I' created labels on my computer for just about evert wine I've
made(most of them are already gone) but have never printed any yet, nor
have I printed any yet or even bought label paper. One of these days
I'm going to at least print one of those puppies out and stick it on a
bottle.


----------



## pkcook (Nov 4, 2006)

These are the first "naked" bottles of wine I have made. I usually have the labels made printed and cut waiting on the wine to finish, but I've been preoccupied here lately with work and retirement preparations.


----------



## pkcook (Nov 4, 2006)

Forgive me for posting so many photos. I just opened the first bottle of Cranberry wine I made last year in celebration of a University of Kentucky Football victory over Georgia!

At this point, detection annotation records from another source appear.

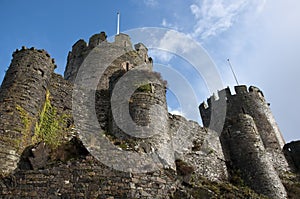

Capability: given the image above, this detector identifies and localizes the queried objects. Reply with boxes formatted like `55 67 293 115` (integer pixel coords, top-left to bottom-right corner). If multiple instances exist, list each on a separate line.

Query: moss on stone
14 105 33 151
136 84 152 93
32 91 67 148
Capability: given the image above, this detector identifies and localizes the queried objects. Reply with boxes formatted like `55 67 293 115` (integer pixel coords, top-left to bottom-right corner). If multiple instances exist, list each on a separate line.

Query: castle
0 32 300 199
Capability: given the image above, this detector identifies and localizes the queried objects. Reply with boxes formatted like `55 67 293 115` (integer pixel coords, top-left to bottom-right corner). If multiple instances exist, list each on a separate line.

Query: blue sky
0 0 300 142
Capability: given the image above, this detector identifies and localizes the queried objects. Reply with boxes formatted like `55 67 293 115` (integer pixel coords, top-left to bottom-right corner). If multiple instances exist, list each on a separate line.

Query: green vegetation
15 105 33 150
136 84 152 93
32 91 66 148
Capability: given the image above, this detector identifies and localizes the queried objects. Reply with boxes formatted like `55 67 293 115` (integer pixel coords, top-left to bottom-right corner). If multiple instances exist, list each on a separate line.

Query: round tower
199 85 289 174
0 47 55 174
222 114 287 199
110 69 175 169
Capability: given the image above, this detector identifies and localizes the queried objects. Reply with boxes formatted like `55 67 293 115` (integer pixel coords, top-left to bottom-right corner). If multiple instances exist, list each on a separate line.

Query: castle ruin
0 32 300 199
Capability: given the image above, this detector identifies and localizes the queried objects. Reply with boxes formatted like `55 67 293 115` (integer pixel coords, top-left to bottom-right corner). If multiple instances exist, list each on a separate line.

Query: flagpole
117 12 120 35
227 59 239 86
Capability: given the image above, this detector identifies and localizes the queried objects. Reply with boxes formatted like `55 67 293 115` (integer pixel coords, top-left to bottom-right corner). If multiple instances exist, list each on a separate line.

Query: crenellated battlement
199 85 265 110
0 32 300 199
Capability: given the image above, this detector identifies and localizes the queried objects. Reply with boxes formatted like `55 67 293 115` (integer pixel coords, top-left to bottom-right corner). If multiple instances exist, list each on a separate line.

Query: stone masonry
0 32 300 199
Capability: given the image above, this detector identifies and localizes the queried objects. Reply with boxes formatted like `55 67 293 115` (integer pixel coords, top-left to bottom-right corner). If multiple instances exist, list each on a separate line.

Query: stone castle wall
222 114 287 199
199 86 289 174
0 32 300 199
0 47 55 174
169 114 228 181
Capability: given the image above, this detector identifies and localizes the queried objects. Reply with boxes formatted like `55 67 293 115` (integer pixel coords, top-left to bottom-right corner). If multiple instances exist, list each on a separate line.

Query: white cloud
144 0 158 7
190 0 265 40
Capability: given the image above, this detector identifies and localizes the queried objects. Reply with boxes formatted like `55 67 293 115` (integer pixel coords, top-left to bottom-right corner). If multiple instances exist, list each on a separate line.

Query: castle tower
64 32 107 83
109 69 175 169
0 47 55 174
199 86 289 174
222 114 287 199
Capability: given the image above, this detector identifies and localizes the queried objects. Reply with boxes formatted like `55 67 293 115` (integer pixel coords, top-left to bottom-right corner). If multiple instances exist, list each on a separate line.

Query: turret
0 47 55 174
221 114 287 199
110 69 175 169
199 85 289 173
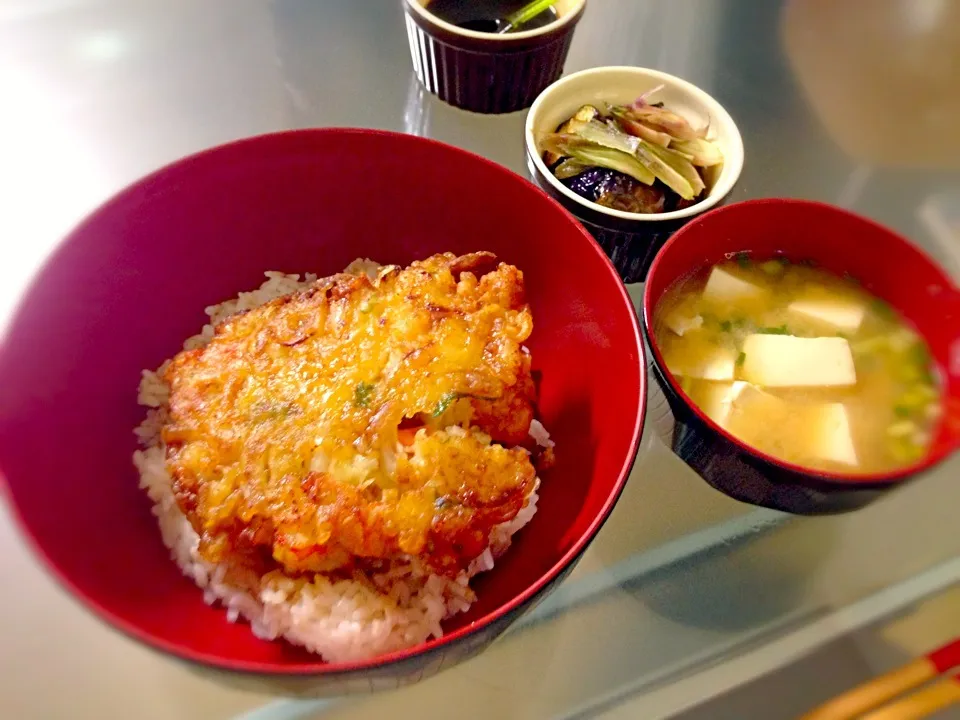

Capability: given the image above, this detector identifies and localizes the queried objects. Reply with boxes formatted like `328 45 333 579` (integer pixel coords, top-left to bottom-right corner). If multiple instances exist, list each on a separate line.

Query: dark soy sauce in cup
426 0 558 33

I can't remember the last time UK beat Georgia in football! 


If you didn't know it, you would think it was a red grape table wine. Very clear and crisp and the color is very nice. I'll definately be looking for the whole cranberries on sale again this year!


----------



## Waldo (Nov 4, 2006)

And I'll definately be looking forward to Thanksgiving


----------



## pkcook (Nov 4, 2006)

Waldo,


The second row in the photo is the Waldo row!



You have a dedicated shelf, at least till the new year!


----------



## Waldo (Nov 4, 2006)

Dang......Gotta see about getting that second row filled


----------



## Wade E (Nov 4, 2006)

I hope my Vintners Harvest Cranberry comes out nearly as good as yours. Mine looks more like a pink lemonade.


----------



## NorthernWinos (Nov 4, 2006)

That Cranberry wine looks awfully tempting....will also be looking for Cranberries in the next few weeks.

We have some High Bush Cranberries planted in a wildlife shelter belt of trees and bushes....I tasted some this fall....they smelled like dirty feet....Don't think they are the same as the ones in the store...



But you never know what wine might be like out of them...


----------



## pkcook (Nov 4, 2006)

If you had asked me when I started this wine if it would be any good, I'd have told you, "not a chance!" It just wasn't what Ithought would make a good wine.


The wine could use another year to be prime, but very good right now!


NW,


I found my Oceanspray whole cranberries onsale at Aldi for about a buck for a 12oz package. I ended up using 3 packages for a gallon.


----------



## bmorosco (Nov 6, 2006)

They all look great ...I can't wait until I advance a little bit and dare to make my own wine not from a kit...


----------



## pkcook (Nov 6, 2006)

Thanks bm,


I have receivedmore pleasure from makingcountry wines than any of my kits. Don't get me wrong, I love grape wine and probably prefer them over country wines, but making them isn't as fun. Neither is difficult though!


----------



## smurfe (Nov 6, 2006)

wadewade said:


> I hope my Vintners Harvest Cranberry comes out nearly as good as yours. Mine looks more like a pink lemonade.




Wade, did you make a 3 gallon or 5 gallon batch of Vintners Harvest? I have been wanting to try them but have heard they are a little "thin". I have heard as well they are better as a 3 gallon batch or use 2 cans for a 6 gallon batch. Anyone have any input on this? I would like to try the blueberry since my local source for blueberries no longer exists.


Smurfe


----------



## Wade E (Nov 6, 2006)

I actually strethed the Black currant out to a 6 gallon batch and you
can ask Waldo how it was. He immediatly bought some and has a batch
fermenting right now. Look under the post (what the heck is Black
Currant from last week. I currently have another batch of that going
and a batch of the cranberry going as well. The black currant is in no
way thin. As for the others, the cranberry smelled pretty strong out of
the can but the Marionberry was very week and I accidently overdosed
dosed it with sulfite the first time I used powdered k-meta OOps


----------